McGuire was a high-flying Jesuit, an inspirational preacher whose conservative views matched her own. His association with Mother Teresa dated from 1981, when he was introduced to her by another leading Jesuit, John Hardon, an adviser to Cardinal Ratzinger who is also said to be considered saint material. McGuire went on to become a confessor and spiritual director to Mother Teresa’s religious order. Her successor Sister Nirmala described him in a letter submitted on his behalf to the court as “was one of the very few priests to whom …[Mother Teresa] entrusted the spiritual care of the Missionaries of Charity.”
Yet all the while, he was known (or at least strongly suspected) by senior figures in the Roman Catholic Church to be a serial abuser of young boys in his care. When he was finally brought to trial in 2006, evidence was presented of abuse going back over three decades – most of which had ignored or brushed aside by his superiors. Finally, in 2009 he was sentenced to 25 years in prison following a second conviction for child rape. The Society of Jesus is still fighting legal moves by his victims to obtain compensation.
In 1993, McGuire was temporarily suspended after being accused of inappropriate behaviour with a 16 year old boy and sent on a course of psychiatric treatment. This might have ended his ministry had not his powerful supporters intervened. Hardon seems to have been convinced of his innocence of the more serious allegations (though he accepted that McGuire’s admitted conduct — such as sharing pornography and showers with the boy — had been “highly imprudent”) and reassured him that his work with Mother Teresa’s order could continue.

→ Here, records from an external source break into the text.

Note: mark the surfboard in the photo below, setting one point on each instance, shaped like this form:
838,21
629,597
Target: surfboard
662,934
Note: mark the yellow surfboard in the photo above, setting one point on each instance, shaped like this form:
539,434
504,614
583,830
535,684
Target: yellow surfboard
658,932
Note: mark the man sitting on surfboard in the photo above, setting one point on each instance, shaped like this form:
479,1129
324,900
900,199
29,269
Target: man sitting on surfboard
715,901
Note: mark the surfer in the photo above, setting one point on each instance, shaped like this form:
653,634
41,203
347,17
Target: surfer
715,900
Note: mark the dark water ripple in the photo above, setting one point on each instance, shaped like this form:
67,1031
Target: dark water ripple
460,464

Hitherto there has been no suggestion that Mother Teresa herself knew of the suspicions about McGuire. But a letter in her name — and very probably written by her — has now emerged. In it, she acknowledges the “grave” nature of the child-abuse scandal and stresses “how careful we must be to guard the purity and reputation of that priesthood”. The letter goes on to assert Mother Teresa’s own “confidence and trust in Fr. McGuire” and states that she wishes to see “his vital ministry resume as soon as possible.” And indeed his ministry — and abuse of children — resumed soon afterwards.

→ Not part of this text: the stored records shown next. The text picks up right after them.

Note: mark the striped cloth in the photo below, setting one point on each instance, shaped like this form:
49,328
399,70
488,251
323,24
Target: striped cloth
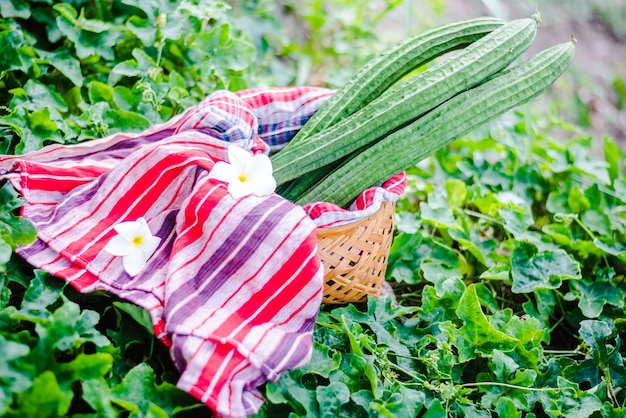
235,286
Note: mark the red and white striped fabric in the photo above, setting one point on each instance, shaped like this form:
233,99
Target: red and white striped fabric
234,287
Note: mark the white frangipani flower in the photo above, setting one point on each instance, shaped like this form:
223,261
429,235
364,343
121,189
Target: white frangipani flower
245,173
134,243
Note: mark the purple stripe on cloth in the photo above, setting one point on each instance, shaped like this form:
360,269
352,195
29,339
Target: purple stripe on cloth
250,222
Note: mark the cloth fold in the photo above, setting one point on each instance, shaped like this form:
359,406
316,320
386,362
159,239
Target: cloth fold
235,286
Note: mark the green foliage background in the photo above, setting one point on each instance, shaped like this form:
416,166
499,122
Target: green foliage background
508,264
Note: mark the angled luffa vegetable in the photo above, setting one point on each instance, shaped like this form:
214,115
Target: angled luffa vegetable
457,116
405,102
391,65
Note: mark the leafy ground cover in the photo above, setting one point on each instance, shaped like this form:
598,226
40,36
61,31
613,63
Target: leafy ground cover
508,263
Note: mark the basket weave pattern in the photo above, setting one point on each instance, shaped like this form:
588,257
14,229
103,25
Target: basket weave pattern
355,256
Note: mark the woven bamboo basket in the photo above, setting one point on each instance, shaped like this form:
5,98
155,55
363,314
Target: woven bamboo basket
355,256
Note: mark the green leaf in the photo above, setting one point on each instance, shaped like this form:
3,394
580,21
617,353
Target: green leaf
15,373
43,291
64,61
97,394
331,397
44,398
140,388
593,296
14,9
11,58
612,156
532,269
289,391
457,192
477,334
447,280
223,51
577,201
140,315
124,121
437,215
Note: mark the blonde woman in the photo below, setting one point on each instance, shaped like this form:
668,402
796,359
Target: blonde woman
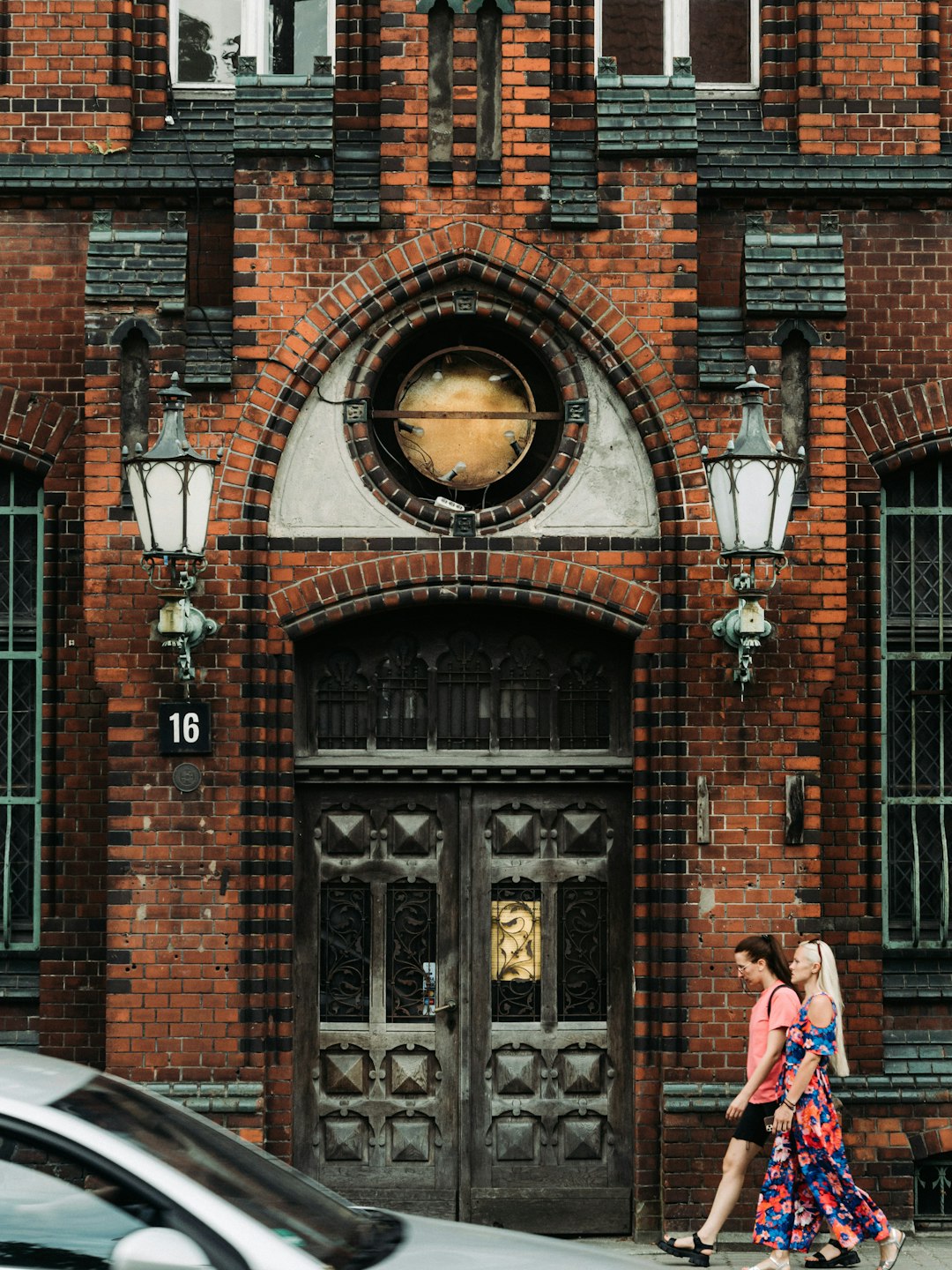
809,1177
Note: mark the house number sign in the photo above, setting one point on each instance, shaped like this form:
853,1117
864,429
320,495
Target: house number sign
184,728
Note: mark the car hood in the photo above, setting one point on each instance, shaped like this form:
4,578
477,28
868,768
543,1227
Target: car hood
457,1246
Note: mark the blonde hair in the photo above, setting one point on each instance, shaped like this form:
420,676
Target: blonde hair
828,982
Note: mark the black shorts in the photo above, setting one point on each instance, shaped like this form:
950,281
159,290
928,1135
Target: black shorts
752,1125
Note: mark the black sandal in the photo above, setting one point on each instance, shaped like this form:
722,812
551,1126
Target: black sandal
844,1258
697,1256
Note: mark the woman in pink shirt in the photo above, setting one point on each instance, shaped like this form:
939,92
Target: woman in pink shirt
763,969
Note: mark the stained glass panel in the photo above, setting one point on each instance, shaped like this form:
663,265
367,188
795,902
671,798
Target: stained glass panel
516,950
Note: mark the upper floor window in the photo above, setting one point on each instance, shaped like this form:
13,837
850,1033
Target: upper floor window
285,37
917,686
721,37
20,683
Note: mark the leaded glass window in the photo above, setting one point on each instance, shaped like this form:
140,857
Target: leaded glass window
20,562
917,644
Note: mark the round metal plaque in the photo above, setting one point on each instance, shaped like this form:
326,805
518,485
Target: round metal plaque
185,778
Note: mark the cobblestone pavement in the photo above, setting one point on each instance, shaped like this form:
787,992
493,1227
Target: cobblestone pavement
919,1252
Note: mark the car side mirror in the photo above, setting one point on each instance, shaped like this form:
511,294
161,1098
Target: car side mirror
155,1247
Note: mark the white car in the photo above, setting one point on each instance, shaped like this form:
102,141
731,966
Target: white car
98,1174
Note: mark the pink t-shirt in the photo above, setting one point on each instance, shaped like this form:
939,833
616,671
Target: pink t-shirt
785,1007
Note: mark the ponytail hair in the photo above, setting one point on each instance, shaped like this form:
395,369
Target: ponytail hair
828,982
766,947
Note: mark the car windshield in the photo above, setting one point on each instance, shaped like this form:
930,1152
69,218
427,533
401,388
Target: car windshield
290,1204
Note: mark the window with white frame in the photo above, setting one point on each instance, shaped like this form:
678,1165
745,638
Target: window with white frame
721,37
917,705
283,36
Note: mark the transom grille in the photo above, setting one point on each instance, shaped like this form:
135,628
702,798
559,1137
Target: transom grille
465,684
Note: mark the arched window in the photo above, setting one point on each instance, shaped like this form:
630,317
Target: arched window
20,681
917,687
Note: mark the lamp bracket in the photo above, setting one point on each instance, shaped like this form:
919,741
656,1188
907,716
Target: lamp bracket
755,580
187,628
183,574
743,629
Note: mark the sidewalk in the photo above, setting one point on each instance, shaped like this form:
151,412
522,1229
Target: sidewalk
919,1252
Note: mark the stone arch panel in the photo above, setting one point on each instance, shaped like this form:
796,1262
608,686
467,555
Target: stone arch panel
458,251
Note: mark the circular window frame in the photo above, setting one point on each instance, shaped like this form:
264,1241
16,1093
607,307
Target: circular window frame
542,354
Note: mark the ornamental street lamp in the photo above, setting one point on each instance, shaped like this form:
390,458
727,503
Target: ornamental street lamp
752,490
172,497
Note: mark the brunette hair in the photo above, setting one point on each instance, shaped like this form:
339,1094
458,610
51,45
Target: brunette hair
764,947
828,982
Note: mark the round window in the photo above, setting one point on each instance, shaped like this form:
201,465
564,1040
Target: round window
465,418
469,412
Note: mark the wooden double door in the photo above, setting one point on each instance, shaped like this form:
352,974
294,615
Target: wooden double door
464,998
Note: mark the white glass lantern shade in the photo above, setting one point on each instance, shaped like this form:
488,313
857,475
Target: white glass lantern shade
172,488
752,485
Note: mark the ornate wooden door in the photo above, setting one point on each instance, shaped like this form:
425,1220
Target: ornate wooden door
550,1029
383,917
472,1032
462,1027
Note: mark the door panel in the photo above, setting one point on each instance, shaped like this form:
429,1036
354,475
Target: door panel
472,1039
550,1039
385,1073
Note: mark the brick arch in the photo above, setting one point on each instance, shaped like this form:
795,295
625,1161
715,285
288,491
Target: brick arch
906,426
32,429
539,580
381,285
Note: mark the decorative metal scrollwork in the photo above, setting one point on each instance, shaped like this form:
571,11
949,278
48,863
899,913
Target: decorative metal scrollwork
584,705
464,695
412,952
346,952
464,690
403,698
524,698
583,952
340,704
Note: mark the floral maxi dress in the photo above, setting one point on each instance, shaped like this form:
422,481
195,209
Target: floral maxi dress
807,1177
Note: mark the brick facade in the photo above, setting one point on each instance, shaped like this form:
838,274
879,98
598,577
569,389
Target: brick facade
311,221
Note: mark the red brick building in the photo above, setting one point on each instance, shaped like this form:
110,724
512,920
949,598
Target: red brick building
446,908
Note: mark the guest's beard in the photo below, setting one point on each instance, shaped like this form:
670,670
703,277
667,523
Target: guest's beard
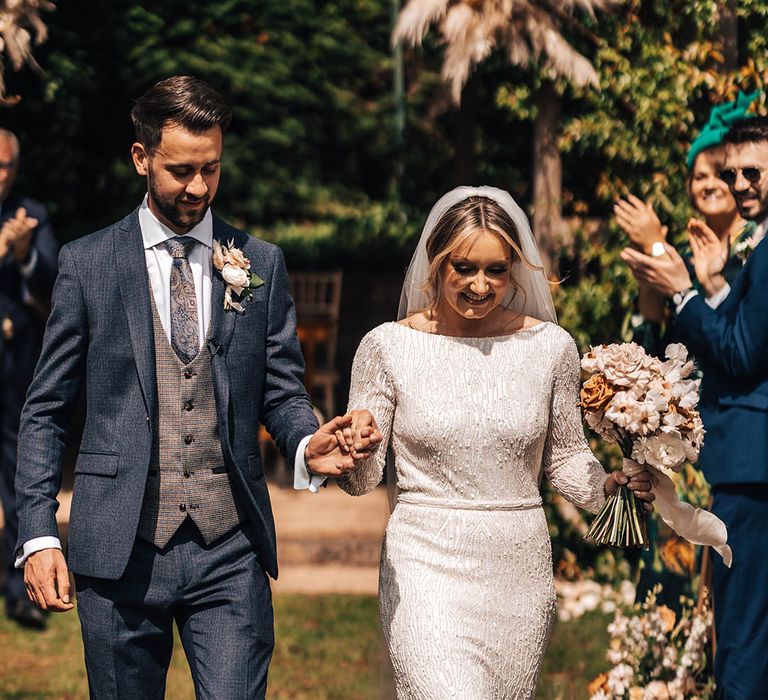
170,209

Mother Teresa’s influence, of course, was considerable if not in itself decisive. Patrick Wall, a lawyer and former Benedictine monk who has represented many victims of priestly abuse, is quoted as saying that “We’re talking about extremely powerful people who could have gotten Father McGuire off the streets in 1994… I’m thinking of all those kids who could have been saved.”

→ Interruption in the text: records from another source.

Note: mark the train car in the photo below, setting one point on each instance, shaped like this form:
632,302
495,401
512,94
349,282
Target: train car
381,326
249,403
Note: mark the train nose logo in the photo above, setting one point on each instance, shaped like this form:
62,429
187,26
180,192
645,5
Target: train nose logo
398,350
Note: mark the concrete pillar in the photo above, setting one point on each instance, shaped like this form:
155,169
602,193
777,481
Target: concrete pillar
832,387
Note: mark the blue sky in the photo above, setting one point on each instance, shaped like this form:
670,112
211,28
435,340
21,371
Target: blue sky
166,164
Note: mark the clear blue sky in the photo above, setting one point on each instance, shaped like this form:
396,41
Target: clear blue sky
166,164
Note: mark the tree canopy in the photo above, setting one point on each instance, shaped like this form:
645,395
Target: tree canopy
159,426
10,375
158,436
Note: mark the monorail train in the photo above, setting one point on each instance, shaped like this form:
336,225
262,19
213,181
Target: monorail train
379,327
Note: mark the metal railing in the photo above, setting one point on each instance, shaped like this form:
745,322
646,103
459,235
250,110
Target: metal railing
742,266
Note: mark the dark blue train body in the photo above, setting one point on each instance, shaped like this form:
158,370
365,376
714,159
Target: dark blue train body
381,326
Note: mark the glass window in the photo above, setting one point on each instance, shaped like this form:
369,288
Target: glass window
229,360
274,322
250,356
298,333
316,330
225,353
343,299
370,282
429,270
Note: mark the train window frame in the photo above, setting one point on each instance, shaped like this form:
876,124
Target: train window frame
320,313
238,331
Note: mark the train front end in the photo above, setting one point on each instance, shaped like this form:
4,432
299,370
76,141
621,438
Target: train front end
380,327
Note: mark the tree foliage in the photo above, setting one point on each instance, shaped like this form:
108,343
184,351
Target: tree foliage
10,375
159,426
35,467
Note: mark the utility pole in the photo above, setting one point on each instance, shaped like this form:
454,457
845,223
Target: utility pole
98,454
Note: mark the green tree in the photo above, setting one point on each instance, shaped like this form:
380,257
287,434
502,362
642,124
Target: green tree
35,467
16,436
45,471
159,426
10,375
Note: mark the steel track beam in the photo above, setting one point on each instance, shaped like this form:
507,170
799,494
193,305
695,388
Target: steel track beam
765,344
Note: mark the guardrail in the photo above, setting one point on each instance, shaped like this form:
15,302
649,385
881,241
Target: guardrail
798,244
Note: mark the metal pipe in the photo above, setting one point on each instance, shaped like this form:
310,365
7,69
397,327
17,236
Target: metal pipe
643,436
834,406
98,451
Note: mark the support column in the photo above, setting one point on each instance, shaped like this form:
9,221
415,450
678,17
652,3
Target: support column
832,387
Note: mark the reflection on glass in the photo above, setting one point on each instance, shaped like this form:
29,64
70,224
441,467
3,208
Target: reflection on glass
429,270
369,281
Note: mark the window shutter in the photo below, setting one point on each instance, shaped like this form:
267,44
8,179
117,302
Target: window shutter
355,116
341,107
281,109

The letter perhaps reveals little more than naivety on Mother Teresa’s part: she had been persuaded by Hardon, who had himself been duped by the plausible and manipulative Fr McGuire, that he deserved a second chance. But it also demonstrates how lightly serious allegations of child abuse were still being treated by the Catholic authorities as recently as the mid 1990s, especially when the alleged abuser was prominent and theologically sound. Teresa herself, to judge by her words, seems to have been much less concerned about the need to protect children from paedophile clergy than with preserving the “purity and reputation” of the church and the priesthood. Scarcely the stuff of which saints are (or should be) made.